Things don’t improve much for social networking when one reads the Slate article. Don’t let the title fool you, read the article and you’ll see that the title is betrayed and the article devolves into a mini-rant on how Facebook’s decision to make the Facebook Platform available to any programmer. Most interesting is that, despite the usual platitude, the site largely slams social media in general, and MySpace in particular as a’spam infested state of nature’.

My favorite part of the article is where the author describes Facebook as the ‘volvo of social networking’ leaving readers to continue the metaphor by likening MySpace to Bufalo Bill’s creepy white van in Silence of the Lambs.

That leaves us with the NYT article. Whats interesting about this article is not what it says, but rather, what it doesn’t say. For twenty-three paragraphs this article discusses human powered search, focusing on devil-spawn Jason Calcanis’s About.com/DMOZ clone Mahalo and not one mention of Digg, del.ico.us, StumbleUpon, or Reddit. The biggest social networking reference in the whole article is a single mention of Squidoo.

Don’t get me wrong, I love Seth Godin as much as the next guy, but Squi-freaking-doo? Are you joking? This is 2007 right? Did I somehow turn into Scott Bakula from Quantum Leap?

Taken by themselves, these three instances would likely barely register a blip on anyone’s radar, and obviously, they were, to some degree, cherry-picked to prove a point. However, as a group, they sugest some conclusions that many social media fans may find distasteful:

  1. Social media is still very much in its infancy.
  2. For many people, including the public at large, MySpace specifically, and social networking in general, still struggles with the perception that it is little more than a haven for bored teenagers, sexual predators, and hard-core computer geeks.
  3. MySpace in particular will struggle with this perception, and this problem of perception may represent the single greatest obstacle to the site’s long-term success.
  4. Despite the fact that all social media, at its core, is user generated, many people still don’t understand the human element of social media.

Of course, many might disagree with these conclusions, and rightfully so. Still, it is getting harder and harder to argue that social media isn’t suffering with some potentially severe perception issues. Of course, only time will tell whether or not these perception issues turn into a chronic problem for the medium as a whole.

Comments

  1. Francis says:

    First of all, the pop culture ref’s were awesome! Quantum Leap, Buffalo Bill and Law & Order all in the same post.
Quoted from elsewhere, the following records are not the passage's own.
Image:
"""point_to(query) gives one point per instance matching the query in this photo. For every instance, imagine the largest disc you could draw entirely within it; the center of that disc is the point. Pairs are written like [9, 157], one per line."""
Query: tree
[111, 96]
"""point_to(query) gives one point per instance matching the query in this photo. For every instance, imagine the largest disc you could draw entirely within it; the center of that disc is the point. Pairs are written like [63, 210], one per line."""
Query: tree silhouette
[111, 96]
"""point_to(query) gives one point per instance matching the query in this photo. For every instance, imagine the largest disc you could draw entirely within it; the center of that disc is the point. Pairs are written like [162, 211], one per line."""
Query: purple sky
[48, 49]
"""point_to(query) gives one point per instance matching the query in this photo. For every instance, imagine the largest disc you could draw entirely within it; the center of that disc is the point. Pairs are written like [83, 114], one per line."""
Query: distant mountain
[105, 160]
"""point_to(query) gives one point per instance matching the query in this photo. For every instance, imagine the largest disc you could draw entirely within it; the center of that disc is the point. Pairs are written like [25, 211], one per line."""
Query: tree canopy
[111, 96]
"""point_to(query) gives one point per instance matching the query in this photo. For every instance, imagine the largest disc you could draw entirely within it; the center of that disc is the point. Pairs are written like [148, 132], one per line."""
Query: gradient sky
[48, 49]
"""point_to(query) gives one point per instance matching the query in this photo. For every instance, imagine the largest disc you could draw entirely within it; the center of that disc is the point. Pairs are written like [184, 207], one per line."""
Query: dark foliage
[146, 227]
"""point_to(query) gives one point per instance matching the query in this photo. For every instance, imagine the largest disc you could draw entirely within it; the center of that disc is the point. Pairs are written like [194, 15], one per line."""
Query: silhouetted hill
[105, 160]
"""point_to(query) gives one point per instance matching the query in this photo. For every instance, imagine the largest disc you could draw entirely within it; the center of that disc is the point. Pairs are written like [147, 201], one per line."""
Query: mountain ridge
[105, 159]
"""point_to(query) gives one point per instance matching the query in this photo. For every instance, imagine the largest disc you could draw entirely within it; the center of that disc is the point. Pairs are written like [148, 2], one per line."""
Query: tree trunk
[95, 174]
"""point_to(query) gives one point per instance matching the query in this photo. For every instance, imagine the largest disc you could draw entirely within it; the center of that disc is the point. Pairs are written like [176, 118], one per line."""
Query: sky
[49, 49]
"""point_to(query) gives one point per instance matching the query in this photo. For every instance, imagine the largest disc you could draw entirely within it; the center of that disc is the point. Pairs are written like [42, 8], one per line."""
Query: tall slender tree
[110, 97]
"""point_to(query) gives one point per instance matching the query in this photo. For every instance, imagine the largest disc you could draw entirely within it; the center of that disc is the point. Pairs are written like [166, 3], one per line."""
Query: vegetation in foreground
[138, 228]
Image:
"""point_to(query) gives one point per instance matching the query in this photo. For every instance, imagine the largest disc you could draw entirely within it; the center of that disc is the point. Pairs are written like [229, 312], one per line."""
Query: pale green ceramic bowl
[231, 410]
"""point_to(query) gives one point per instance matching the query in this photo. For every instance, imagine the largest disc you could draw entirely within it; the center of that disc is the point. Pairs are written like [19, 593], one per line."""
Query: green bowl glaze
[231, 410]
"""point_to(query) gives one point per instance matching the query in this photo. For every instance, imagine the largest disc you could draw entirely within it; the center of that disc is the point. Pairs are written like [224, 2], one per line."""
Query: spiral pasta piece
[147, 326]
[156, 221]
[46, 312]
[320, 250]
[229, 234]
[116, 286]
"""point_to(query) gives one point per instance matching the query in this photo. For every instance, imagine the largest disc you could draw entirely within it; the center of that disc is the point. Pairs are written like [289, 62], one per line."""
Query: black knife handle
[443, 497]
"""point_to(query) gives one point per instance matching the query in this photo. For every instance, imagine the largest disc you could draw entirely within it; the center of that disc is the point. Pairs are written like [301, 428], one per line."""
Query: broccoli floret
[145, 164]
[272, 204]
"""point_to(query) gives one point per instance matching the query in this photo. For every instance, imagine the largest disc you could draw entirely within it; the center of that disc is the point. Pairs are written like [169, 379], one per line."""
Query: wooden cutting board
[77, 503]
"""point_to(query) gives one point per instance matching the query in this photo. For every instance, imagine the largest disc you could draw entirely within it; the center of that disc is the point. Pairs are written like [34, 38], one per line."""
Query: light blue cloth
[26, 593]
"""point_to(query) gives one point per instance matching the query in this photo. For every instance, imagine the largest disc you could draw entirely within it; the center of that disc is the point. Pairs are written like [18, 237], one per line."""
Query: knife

This will probably cause a google data center to burst into flames.

    Secondly, great post. Social Networking online is really a nascent technology. Sure, we’ve been social networking for years but now we’ve taken the water cooler gossip, laundromat pontifications, and PTA punditing and rolled them into one instant gratification package that everyone can comment on. Social networking offline was small and compartmentalized. Yeah, we told secrets and related stories but the story got changed at each point like that gossip game you play where you whisper a secret to the next person in line and the secret is completely different by the time the last person tells it.

    Now that natural, organic dissolution of a social interaction is permalinked, archived and DUGG for all eternity – for all to see. This presents a problem because callous insults or tawdry conversation that was made in the heat of anger or after too many glasses of merlot that was usually forgotten or fogiven shortly thereafter now lives forever on the web in these communities.

    Which means a person’s online “profile” is built, not on who they are, but on what they’ve said or who they’ve interacted with. This is why it appeals to pervs so much. What better for a voyeur than a MySpace profile than can be read and reread 24/7 with complete anonymity?

    Don’t get me wrong. I love social networking and I think we’ll get it down just like we got the watercooler gossip down…it’ll just take a little time and growing pains.